### **Importing modules**

In [3]:
import pandas as pd # type: ignore
import numpy as np # type: ignore
from datetime import datetime
import scipy.stats as stats # type: ignore
import matplotlib.pyplot as plt # type: ignore
import os # type: ignore

### **Loading Preprocessed Dataset**

In [5]:
df_cards = pd.read_csv('../data/cards_data.csv')
df_users = pd.read_csv('../data/users_data.csv')

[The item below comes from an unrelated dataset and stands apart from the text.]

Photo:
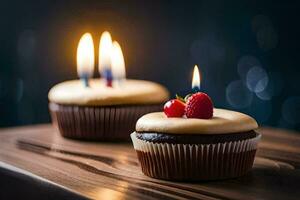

### **Performing Feature Engineering**

**1. Added a new column containing categorical variable - Retired, Not Retired**

In [7]:
# Determine retirement status
df_users['retirement_status'] = np.where(
    df_users['current_age'] >= df_users['retirement_age'],
    'Retired',
    'Not Retired'
)

**2. Divided Age into four Groups and Created a new column age_group containing 4 categorical variables**

In [9]:
# Categorize Age Groups
def categorize_age(age):
    if age <= 30:
        return "17-30"
    elif age <= 45:
        return "31-45"
    elif age <= 60:
        return "46-60"
    else:
        return "60+"

df_users['age_group'] = df_users['current_age'].apply(categorize_age)

### **Although there is no such direct analysis possible this variable is used to detect for fruad detection likelihood still we will consider it for the analysis**
**3. Flag if PIN Change is Due**

In [10]:
# Flag if PIN Change is Due we check for whether the card's PIN has been changed in the last 2 years but data was last updated 5 years ago so we take -7 instead of -2.
df_cards['PIN_Change_Due'] = df_cards['year_pin_last_changed'].apply(lambda x: 'Yes' if x < datetime.today().year - 7 else 'No')

**4. Since total debt is a very perspective dependent variable suppose - Person A having Yearly Income $500k for him having an debt of $20k is not an big issue than for a Person B having Yearly Income $20k having an debt of $10k though it seems that Person A has More debt than Person B, if we take the Debt_to_income ratio we see the actuall significance for Person A - 0.04(4% of income) and for Person B - 0.5(50% of income)**

In [11]:
# Calculate Debt-to-Income Ratio
df_users['Debt_to_Income_Ratio'] = df_users['total_debt'] / df_users['yearly_income']

### **Merging Both Tables**

In [12]:
df_merged = pd.merge(df_users, df_cards, left_on="id", right_on="client_id", how="left")

### **Updating the csv files**

In [13]:
data_dir = '../data'
file_path_merged = os.path.join(data_dir, 'merged_data.csv')
df_merged.to_csv(file_path_merged, index=False)